In cellular experiments, MOTS-C treatment increased glucose uptake in muscle cells and improved insulin sensitivity markers. In mouse models, exogenous MOTS-C administration reduced diet-induced obesity and improved glucose tolerance.
Exercise and MOTS-C
A 2021 study published in Nature Aging (Kim et al.) examined MOTS-C levels in response to exercise. Plasma MOTS-C concentrations increased during acute exercise in human participants, and higher circulating MOTS-C was associated with better metabolic parameters in older adults. The finding suggested that MOTS-C may be one of the mechanisms by which exercise produces systemic metabolic benefits - a "mitokine" released from active mitochondria in exercising muscle.

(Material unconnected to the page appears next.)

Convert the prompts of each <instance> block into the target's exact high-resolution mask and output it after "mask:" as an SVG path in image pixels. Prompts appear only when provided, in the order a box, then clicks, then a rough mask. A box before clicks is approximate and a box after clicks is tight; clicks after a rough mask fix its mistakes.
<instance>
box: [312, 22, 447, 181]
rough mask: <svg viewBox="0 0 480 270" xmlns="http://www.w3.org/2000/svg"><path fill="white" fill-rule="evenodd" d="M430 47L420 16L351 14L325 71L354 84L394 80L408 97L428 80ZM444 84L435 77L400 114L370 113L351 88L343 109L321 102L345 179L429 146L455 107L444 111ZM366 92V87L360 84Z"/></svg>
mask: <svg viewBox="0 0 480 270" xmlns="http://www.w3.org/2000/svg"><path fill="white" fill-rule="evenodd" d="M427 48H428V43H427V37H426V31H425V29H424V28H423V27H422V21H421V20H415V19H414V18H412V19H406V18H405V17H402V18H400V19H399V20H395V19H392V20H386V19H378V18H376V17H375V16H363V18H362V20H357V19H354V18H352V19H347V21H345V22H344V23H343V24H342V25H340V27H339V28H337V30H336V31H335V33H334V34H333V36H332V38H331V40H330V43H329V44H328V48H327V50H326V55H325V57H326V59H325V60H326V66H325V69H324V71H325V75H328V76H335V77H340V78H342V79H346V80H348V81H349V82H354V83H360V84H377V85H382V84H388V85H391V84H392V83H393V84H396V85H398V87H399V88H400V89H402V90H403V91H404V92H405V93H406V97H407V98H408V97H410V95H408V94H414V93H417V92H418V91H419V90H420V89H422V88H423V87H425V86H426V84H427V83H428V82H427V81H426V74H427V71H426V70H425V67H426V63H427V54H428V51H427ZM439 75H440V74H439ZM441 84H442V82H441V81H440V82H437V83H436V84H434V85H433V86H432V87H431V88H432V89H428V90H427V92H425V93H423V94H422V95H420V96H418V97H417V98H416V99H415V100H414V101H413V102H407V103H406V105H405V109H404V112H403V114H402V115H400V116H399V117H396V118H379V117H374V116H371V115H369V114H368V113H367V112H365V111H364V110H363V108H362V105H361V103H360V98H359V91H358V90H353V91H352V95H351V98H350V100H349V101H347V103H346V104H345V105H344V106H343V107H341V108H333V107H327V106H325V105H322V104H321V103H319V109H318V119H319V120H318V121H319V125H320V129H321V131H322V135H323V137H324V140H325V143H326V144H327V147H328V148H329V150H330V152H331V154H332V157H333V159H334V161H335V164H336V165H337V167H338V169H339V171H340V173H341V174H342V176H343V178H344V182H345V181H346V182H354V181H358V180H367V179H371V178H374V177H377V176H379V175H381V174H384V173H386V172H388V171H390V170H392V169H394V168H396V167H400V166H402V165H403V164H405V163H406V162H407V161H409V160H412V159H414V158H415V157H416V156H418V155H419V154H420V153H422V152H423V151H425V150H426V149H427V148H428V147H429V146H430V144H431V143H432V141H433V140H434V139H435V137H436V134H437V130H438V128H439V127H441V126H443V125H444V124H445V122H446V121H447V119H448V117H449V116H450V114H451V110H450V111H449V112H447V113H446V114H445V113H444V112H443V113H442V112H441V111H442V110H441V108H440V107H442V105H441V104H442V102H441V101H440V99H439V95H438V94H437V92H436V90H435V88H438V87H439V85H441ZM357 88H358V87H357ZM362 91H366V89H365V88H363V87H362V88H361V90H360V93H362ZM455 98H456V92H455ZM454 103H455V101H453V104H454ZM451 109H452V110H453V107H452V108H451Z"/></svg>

This concept of mitochondria as signalling organelles - releasing peptides that communicate metabolic state to distant tissues - has broader implications for understanding how exercise affects the whole body.
What remains to be understood
MOTS-C research is early-stage. The 2015 discovery paper, the subsequent exercise studies, and a growing number of in vitro and rodent studies are promising, but the peptide has not been studied in controlled human trials as an intervention. Mechanisms identified in cell culture and mouse models do not always translate directly to human physiology.
Key open questions include: the precise receptor(s) or binding partners through which MOTS-C acts (AMPK activation is a downstream effect; what is upstream?), the relationship between endogenous MOTS-C levels and disease states, and whether exogenous MOTS-C produces effects comparable to those seen in rodent studies in humans.
References: Lee C et al. The mitochondrial-derived peptide MOTS-c promotes metabolic homeostasis and reduces obesity and insulin resistance. Cell Metab. 2015. Kim SJ et al. The mitochondrial-derived peptide MOTS-c is a regulator of plasma metabolites and biological aging. Nature Aging. 2021.